Artista nigeriano cria próteses realistas para pessoas pretas
As próteses, com veias, unhas de formato natural e até rugas, ainda conseguem ler sinais musculares, permitindo que os usuários controlem os movimentos
Um relatório do Observatório Global de Saúde, publicado em 2022, aponta que nove em cada dez pessoas no mundo que precisam de dispositivos de assistência, como próteses, não têm acesso a eles. Há ainda outro problema significativo: a maioria das opções disponíveis é feita no Ocidente, tomando como base as características de pessoas brancas.
O artista plástico John Amanam Sunday, da Nigéria, observou essa dificuldade e decidiu usar seu trabalho para transformar a vida da população preta de todo o mundo, que enfrenta a falta de acessibilidade. “A primeira coisa que descobri é que as próteses não são realmente feitas para pessoas como nós“, disse em entrevista ao ‘The Guardian’.
O surgimento das próteses
A ideia nasceu após Sunday vivenciar o problema pessoalmente, quando seu irmão, Ubokobong Amanam, sofreu um acidente com fogos de artifício e precisou amputar os dedos. Ao jornal britânico, o familiar contou que a maior decepção foi descobrir que “não existiam próteses hiper-realistas ou sequer realistas no estilo africano”. “Essa descoberta piorou a minha situação e intensificou a minha depressão”, afirmou.
Segundo ele, as opções disponíveis na época não se adequavam ao seu corpo e, na verdade, causavam maior incômodo. Foi nesse momento que Ubokobong e John — especialista em criar réplicas de corpos humanos para cinema e teatro — se uniram para desenvolver uma prótese adequada não somente para ele, como para os dois milhões de nigerianos que precisam do dispositivo.
No primeiro modelo, o artista plástico focou na estética, reproduzindo a cor da pele, além de unhas com formato natural e até rugas.
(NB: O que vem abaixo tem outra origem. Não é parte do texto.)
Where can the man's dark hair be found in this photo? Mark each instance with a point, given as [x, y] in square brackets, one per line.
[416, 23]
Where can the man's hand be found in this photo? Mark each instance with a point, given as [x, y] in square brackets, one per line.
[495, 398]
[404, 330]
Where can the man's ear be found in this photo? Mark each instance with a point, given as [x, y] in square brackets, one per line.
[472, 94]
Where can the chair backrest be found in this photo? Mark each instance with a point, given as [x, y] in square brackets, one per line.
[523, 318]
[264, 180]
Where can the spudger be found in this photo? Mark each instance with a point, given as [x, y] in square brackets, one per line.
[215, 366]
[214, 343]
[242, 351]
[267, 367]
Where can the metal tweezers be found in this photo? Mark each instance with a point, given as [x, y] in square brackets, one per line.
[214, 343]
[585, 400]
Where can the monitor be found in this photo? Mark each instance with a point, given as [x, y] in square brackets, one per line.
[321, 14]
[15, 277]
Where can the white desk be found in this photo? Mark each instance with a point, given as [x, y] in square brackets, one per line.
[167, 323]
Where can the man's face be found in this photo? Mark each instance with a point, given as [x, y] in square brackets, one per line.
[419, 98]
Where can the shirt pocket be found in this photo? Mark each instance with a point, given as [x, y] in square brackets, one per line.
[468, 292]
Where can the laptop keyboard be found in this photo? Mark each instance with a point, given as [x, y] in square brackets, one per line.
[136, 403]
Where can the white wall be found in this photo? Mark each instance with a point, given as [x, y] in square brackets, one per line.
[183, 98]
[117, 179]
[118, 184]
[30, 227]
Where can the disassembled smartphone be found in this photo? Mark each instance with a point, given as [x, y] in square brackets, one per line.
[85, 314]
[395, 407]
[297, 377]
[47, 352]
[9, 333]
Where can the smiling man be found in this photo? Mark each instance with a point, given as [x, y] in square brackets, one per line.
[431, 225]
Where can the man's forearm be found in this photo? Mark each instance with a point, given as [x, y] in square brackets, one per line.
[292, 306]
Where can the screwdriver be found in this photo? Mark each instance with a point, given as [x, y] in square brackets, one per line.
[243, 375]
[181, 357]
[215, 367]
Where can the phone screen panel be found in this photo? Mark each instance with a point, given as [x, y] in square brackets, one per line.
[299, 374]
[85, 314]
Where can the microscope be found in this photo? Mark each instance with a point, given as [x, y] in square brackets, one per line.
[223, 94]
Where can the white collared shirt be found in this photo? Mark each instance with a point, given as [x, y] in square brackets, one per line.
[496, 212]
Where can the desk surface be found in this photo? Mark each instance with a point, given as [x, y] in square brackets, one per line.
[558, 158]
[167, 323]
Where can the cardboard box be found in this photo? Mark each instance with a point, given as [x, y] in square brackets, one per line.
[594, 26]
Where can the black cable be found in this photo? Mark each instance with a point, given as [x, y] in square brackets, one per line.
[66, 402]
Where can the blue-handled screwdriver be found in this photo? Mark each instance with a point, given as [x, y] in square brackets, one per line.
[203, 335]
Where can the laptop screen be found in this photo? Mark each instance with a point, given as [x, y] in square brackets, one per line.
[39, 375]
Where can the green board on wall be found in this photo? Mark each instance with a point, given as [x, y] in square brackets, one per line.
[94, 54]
No entanto, ainda faltava funcionalidade. Por isso, a partir dos conhecimentos do irmão em tecnologia e eletrônica, aprimoraram a criação com a eletromiografia. A inovação lê sinais musculares e, assim, permite que os usuários controlem os movimentos.
“A tecnologia biônica está facilmente disponível em outras partes do mundo. Entretanto, o que temos aqui são formas biônicas hiper-realistas, o que significa que elas têm aparência humana e, ao mesmo tempo, são funcionais”, disse Sunday, à ‘Reuters’.
Em busca de acessibilidade
Com o Braço Biônico Ubokobong finalmente pronto, o próximo passo foi fundar a Immortal Cosmetic Art. Logo começaram a chegar encomendas de todo o continente, vindas de países como Gana e Costa do Marfim. A empresa vende as próteses por cerca de US$ 7.000 (aproximadamente R$ 38.500). O custo, contudo, ainda não é acessível para muitos nigerianos.
Para possibilitar um impacto efetivo, então, John e Ubokobong buscam o apoio de governos e ONGs. Até o momento, eles já forneceram próteses gratuitas para mais de 10 clientes. “Isso representa um avanço em relação ao que já temos disponível no mercado. E a parte mais bonita é que elas têm a cor da pele negra”, comemorou Sunday.